Both Quark and Adobe have rightly plotted the course for all of our futures, and it involves being able to publish anywhere, anytime, to any medium. That means support for XML and PDF for easy data import, export, and exchange; integration with databases and easy file sharing and content management; and systematic and collaborative content creation that minimizes redundant steps in a workflow. You can bet that the forthcoming InDesign 2.0 and QuarkXPress 5.0 will both make tremendous strides down this road.
But the fact is, Adobe could easily retire PageMaker and offer a tantalizing promotion to convert those customers to InDesign, or to a “lite” version of InDesign if it wants to maintain the distinction between professional and prosumer markets a la Photoshop and Photoshop Elements.

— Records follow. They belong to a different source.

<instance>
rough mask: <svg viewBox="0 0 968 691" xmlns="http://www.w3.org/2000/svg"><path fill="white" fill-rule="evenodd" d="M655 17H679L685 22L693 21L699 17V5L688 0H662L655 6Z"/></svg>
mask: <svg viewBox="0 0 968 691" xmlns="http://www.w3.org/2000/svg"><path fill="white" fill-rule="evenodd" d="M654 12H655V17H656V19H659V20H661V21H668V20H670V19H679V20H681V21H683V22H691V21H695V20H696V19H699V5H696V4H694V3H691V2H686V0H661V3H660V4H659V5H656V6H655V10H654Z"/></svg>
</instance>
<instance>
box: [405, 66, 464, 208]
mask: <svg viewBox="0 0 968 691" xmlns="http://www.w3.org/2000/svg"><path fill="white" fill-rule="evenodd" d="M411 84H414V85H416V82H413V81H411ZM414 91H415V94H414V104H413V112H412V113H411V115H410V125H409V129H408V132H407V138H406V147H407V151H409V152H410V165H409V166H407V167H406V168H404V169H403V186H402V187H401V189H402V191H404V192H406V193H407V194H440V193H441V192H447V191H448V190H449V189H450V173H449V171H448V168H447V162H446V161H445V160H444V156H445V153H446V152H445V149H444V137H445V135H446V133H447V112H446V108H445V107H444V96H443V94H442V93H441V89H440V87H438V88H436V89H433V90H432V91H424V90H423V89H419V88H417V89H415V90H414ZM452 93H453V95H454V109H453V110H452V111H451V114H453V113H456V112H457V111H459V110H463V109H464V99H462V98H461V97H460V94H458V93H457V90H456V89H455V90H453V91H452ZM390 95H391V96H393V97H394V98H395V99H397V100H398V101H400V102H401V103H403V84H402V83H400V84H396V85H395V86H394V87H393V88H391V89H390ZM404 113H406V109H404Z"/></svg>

This would not only give InDesign a tremendous boost in market penetration but would also show Adobe’s faith in and commitment to the product. In fact, I assert that keeping PageMaker alive undermines the fledgling InDesign’s viability. It’s like saying this next-generation publishing tool isn’t ready go out on its own; the parent has to stand at the edge of the playground to make sure its child plays well with others and then intervene when someone throws sand. What does that say about InDesign, much less about Adobe’s vision of the future?
It says that even Adobe thinks InDesign and the whole network-publishing vision is not ready for prime time. Hey, I’ve used InDesign 1.5 and I know it leaves much to be desired, but what incentive do I have to stick with it through its growing pains when QuarkXPress works so much better, and PageMaker is available as a backup? (Forget about Microsoft Publisher. I’ve never touched it, and I doubt its users would convert to XPress, PageMaker, or InDesign. As the Seybold editors so adroitly noted in The Bulletin recently, Publisher is essentially free in Office, and it’s pretty hard to compete with that — much to service providers’ chagrin.)
Over the last 10 years both page layout applications and users have matured, so the truth is that designers and publishers have little tolerance for immature products. At the same time, if there’s one lesson we’ve all learned it’s that we have to be willing to try new tools and technologies if we want to keep benefiting from the efficiencies of digital publishing and serve the world’s ever-changing publishing needs. As sad is it is true, many products go through a life cycle that comes to natural conclusion when the technological landscape changes. I hate to think of such a ground-breaking product as PageMaker hanging around hoping for curtain calls when it has the opportunity to leave the stage with grace and dignity, to make room for up-and-coming stars.